23話 《最弱の悪鬼》
※本日は用事があるので、更新がこれ一話になる可能性もございます。
申し訳ございませんが、よろしくお願いいたします。
† † †
ダンジョンに言うのもおかしいが、大した長さを持たない普通のトンネルだった面影は、既にどこにもない。
『ギギ!』
ゴブリン――背は一メートルあるかないか、緑色の肌に鷲鼻、腰布だけでありながら石器による斧や槍で群がって襲いかかってくる。
だが、牛頭鬼と馬頭鬼が岩の棍棒と斧を振るう度に簡単に簡単に潰されていく。
『ブモォ!』
『ブルァ!』
もはや、鎧袖一触。相手になっていない。

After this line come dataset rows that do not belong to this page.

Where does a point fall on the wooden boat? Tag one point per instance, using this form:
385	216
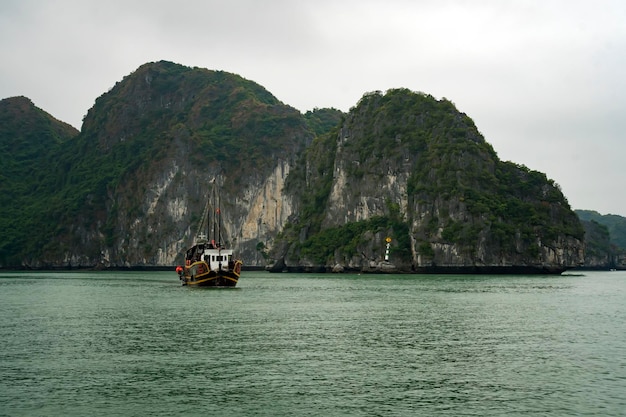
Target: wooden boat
207	262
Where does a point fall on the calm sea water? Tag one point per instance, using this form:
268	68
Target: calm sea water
139	344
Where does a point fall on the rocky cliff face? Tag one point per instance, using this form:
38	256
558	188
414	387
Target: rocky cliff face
151	148
408	167
404	183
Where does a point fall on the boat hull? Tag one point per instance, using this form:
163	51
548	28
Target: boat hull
199	275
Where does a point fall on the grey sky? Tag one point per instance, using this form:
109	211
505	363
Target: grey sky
542	79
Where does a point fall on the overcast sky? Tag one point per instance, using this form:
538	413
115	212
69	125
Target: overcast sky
542	79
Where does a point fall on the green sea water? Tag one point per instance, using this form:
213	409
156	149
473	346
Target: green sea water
139	344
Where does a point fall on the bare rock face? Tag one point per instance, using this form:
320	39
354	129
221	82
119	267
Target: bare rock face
406	167
402	183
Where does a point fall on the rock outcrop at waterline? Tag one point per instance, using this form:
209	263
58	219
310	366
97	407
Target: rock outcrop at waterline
128	190
405	166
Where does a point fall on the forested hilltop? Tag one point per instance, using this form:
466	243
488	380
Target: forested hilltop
605	239
405	166
314	191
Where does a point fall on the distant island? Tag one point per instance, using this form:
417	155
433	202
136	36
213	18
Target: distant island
402	183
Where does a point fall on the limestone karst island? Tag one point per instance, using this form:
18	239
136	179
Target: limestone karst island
401	183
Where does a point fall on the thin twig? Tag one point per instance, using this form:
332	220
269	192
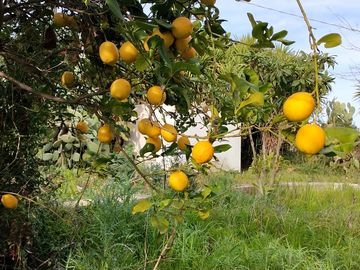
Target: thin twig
166	248
313	45
50	97
137	168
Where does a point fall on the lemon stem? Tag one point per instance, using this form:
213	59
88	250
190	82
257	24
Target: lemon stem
313	45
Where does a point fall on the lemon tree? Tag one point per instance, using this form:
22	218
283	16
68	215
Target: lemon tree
105	59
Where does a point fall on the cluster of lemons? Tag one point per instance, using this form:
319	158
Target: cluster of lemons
310	138
179	37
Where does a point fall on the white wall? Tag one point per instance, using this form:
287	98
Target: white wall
229	160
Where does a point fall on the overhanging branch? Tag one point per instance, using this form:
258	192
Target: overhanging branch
29	89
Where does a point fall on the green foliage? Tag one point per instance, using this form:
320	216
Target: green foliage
339	114
265	35
303	228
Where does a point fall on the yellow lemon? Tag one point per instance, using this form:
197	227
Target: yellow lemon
178	181
143	125
188	53
181	27
156	95
105	134
128	52
182	43
169	133
167	37
108	52
310	139
155	141
9	201
202	152
183	142
299	106
120	89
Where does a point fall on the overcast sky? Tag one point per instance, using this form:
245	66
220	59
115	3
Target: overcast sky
343	13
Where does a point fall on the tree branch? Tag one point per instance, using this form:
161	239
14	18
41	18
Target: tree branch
31	90
1	13
28	66
50	97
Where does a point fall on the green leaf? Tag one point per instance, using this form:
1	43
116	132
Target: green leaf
115	8
76	157
164	203
47	147
92	147
204	214
279	35
67	138
222	148
179	219
258	31
182	66
251	19
148	147
163	24
251	76
340	135
330	40
47	156
141	63
206	192
141	206
263	44
286	42
170	150
256	99
356	163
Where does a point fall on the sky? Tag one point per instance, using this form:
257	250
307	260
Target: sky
342	13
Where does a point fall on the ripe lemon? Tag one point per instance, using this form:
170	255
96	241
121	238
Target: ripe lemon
70	21
298	106
143	126
167	37
59	20
202	152
153	130
188	53
155	141
128	52
178	181
82	126
120	89
146	46
181	27
67	79
146	127
182	43
156	95
9	201
108	52
105	134
310	139
169	133
183	141
208	2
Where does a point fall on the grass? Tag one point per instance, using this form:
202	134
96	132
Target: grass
301	228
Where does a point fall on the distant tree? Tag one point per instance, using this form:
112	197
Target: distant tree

《隠身》スキルで姿を消した藤林紫鶴が、不揃いな魔石を拾ってきてくれるが“魔導書”に魔石を吸収させて契約すれば、岩井駿吾にも一発で理由はわかった。
† † †
【個体名】なし
【種族名】ゴブリン
【ランク】F
筋 力:F
敏 捷:F
耐 久:F
知 力:‐
生命力:F
精神力:F
種族スキル
《小鬼の群れ》
固体スキル
† † †
能力はほぼ最低値、得意も苦手もないというよりもとにかく群れで行動すると攻撃力が上昇する種族スキル《小鬼の群れ》でごまかしているだけで、個体スキルさえ所有していなかった。

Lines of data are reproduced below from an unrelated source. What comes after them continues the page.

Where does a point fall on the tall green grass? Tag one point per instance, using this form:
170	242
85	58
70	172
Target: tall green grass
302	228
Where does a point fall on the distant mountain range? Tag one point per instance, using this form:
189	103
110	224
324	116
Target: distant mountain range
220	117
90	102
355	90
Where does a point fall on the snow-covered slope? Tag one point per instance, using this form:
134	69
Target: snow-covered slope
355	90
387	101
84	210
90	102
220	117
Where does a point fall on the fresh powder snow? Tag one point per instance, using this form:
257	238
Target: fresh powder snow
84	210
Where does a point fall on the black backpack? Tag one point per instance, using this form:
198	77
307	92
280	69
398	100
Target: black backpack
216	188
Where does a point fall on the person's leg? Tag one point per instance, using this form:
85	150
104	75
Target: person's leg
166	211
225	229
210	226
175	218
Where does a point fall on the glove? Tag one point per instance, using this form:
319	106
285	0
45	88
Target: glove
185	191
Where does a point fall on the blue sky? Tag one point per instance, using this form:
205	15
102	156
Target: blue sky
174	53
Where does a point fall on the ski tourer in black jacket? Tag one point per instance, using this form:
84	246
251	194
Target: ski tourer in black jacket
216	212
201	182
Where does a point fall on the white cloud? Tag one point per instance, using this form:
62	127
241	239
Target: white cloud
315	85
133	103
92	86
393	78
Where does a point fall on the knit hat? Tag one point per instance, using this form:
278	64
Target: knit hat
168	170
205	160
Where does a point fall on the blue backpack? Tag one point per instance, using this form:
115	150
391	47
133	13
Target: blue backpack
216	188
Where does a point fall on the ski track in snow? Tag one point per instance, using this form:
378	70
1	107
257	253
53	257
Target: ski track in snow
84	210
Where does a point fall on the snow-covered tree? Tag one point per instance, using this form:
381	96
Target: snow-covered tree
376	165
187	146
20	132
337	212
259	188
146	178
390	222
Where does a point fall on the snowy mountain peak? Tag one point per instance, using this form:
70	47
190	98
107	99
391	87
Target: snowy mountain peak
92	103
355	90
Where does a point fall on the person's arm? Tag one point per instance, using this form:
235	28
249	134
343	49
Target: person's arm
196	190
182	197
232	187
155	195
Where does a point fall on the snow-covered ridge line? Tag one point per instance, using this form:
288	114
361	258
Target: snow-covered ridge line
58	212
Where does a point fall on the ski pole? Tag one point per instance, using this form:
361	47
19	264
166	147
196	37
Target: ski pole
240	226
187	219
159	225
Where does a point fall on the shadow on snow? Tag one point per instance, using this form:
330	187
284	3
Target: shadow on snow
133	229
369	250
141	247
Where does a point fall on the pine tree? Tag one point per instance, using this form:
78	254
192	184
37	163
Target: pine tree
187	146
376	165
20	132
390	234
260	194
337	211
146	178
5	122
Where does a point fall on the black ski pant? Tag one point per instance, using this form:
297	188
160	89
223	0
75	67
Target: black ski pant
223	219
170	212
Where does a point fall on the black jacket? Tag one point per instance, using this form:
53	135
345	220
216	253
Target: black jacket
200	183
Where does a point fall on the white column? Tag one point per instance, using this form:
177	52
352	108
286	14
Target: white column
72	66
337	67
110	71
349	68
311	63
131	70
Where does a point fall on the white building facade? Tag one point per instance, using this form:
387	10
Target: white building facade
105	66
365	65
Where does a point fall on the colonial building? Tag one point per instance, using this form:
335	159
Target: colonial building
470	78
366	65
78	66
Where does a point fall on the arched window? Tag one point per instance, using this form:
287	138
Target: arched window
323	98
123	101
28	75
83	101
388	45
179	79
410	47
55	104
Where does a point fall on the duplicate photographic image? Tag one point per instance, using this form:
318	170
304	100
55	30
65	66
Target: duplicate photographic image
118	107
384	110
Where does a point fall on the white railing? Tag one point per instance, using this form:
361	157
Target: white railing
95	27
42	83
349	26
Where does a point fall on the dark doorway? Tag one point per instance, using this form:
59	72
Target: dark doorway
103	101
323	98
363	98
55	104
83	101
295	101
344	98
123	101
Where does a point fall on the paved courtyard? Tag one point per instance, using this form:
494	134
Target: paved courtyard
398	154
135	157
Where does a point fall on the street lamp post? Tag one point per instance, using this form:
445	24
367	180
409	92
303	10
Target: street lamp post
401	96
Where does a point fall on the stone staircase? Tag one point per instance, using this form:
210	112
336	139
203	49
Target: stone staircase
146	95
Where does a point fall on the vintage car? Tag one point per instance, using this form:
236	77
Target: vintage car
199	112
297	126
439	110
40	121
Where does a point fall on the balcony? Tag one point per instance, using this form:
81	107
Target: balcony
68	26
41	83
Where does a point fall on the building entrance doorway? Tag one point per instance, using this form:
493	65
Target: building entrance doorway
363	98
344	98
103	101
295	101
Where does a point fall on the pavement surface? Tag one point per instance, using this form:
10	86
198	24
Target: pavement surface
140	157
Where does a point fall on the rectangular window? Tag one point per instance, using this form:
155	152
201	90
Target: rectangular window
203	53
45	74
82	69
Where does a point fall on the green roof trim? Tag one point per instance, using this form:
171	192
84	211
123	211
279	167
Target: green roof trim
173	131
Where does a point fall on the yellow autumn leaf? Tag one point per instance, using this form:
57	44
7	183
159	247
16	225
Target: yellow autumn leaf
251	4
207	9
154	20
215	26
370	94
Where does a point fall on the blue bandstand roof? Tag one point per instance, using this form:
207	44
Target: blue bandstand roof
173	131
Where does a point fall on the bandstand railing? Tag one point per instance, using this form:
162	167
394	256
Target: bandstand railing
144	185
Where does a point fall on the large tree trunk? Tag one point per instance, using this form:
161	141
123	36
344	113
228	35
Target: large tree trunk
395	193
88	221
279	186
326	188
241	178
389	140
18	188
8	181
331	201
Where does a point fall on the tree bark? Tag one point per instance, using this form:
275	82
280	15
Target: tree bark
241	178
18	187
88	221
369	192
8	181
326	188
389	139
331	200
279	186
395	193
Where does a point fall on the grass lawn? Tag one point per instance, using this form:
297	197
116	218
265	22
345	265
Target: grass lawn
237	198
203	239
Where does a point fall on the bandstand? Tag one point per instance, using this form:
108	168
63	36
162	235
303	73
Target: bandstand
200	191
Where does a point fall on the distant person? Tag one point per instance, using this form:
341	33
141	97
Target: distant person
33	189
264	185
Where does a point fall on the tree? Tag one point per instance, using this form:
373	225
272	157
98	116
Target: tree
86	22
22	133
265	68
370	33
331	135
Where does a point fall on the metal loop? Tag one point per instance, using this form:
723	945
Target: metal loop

『ゴブリンは群れになると厄介ですが、単体では最弱と言われています』
「……それでもボクなら殺せそうだけどね」
紫鶴の『ツーカー』でのメッセージに、駿吾は苦笑する。これは自己評価の低さが原因ではあるが、【DLV】が3もあればゴブリン一体なら素手で渡り合えるくらいにはなれる――。
† † †
【氏名】岩井駿吾
【年齢】15 【性別】男性
【DLV】22
保有スキル:
《ワイルド・ハント》:F
《蹂躙》
《進化》
《限界突破》
† † †
土蜘蛛八十女を倒した時の魔力を吸収して、三レベルも上昇している。今なら最初に防具を整えているために一撃、二撃なら痛くも痒くもないはずだ……とはいえ、試そうとも思わないのだが。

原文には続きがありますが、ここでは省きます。